6. Conclusions and Future Work
In this paper, a new nucleus-based deep learning approach was proposed to detect different TBS classes of cervical lesions on mobile-acquired microscopic images of LBC samples. A RetinaNet model with a ResNet50 backbone was used, and several experiments were conducted to optimize the detection model’s performance, starting by optimizing the learning rate and batch size hyperparameters. In terms of transfer learning, transferring knowledge from networks pre-trained on a smaller dataset closer to the target application domain brought more benefits when compared with an experiment with a large-scale public dataset with categories distant from the tarobtain application domain.
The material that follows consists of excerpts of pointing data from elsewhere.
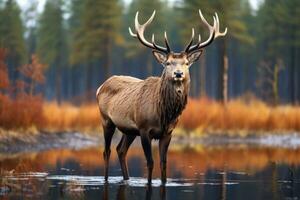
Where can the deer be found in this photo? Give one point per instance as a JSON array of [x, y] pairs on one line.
[[150, 108]]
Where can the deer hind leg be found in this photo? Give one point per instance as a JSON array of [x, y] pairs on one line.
[[146, 143], [122, 149], [163, 149], [109, 129]]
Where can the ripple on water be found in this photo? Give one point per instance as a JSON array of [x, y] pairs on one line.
[[118, 180]]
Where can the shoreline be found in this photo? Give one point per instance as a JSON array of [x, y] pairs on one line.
[[13, 144]]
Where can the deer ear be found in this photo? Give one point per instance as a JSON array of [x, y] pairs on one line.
[[194, 56], [160, 57]]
Detected classes optimizations were also explored by including normal squamous nuclei as a class detected by the model, which improved the learning process toward more robust discrimination of lesions’ nuclei. Finally, the per-class tuning of the score threshold in the post-processing step also allowed us to obtain a model more suitable to support screening procedures, allowing performance improvements in terms of the F1 score in most of the considered classes.
A comparison between the performance achieved by the proposed nucleus-based methodology and a region-based approach previously proposed was also provided, achieving clear performance improvements regarding both
[email protected] and AR@10 metrics on the same dataset. Despite the apparent success of the proposed approach, it should be noted that the Nucleus-Based Cervical Lesion Dataset created in the ambit of this work still has clear limitations. While the reported experiments regarding data augmentation through basic image manipulations did not improve the detection performance, alternative strategies should be explored in the future like state-of-the-art generative deep learning approaches such as GANs and latent diffusion models to promote higher and more reliable per-class variability. The authors also aim to experiment with additional meta-architecture/backbone combinations, such as object detection models from the YOLO series.
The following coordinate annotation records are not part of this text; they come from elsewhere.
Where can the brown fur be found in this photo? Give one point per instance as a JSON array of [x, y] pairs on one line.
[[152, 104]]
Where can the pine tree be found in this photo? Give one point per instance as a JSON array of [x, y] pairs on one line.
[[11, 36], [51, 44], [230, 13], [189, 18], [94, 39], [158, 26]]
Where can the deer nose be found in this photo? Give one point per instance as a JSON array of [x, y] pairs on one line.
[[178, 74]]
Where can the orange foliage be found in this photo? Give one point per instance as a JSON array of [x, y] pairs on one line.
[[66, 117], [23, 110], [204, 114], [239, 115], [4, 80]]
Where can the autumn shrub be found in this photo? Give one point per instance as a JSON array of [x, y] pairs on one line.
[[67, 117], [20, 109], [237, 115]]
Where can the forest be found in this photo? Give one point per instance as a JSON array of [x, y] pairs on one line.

In summary, the proposed nucleus-based strategy for cervical lesion detection presents a step further in developing a cost-effective mobile framework for cervical cancer screening. Although further improvements are still required to embed the proposed approach in a reliable and robust decision support system for cervical cancer screening, this work reinforces the potential of using AI-powered portable solutions to automatically scan and analyze LBC samples. Such solutions can significantly impact screening programs worldwide, particularly in areas with limited access and restricted healthcare resources.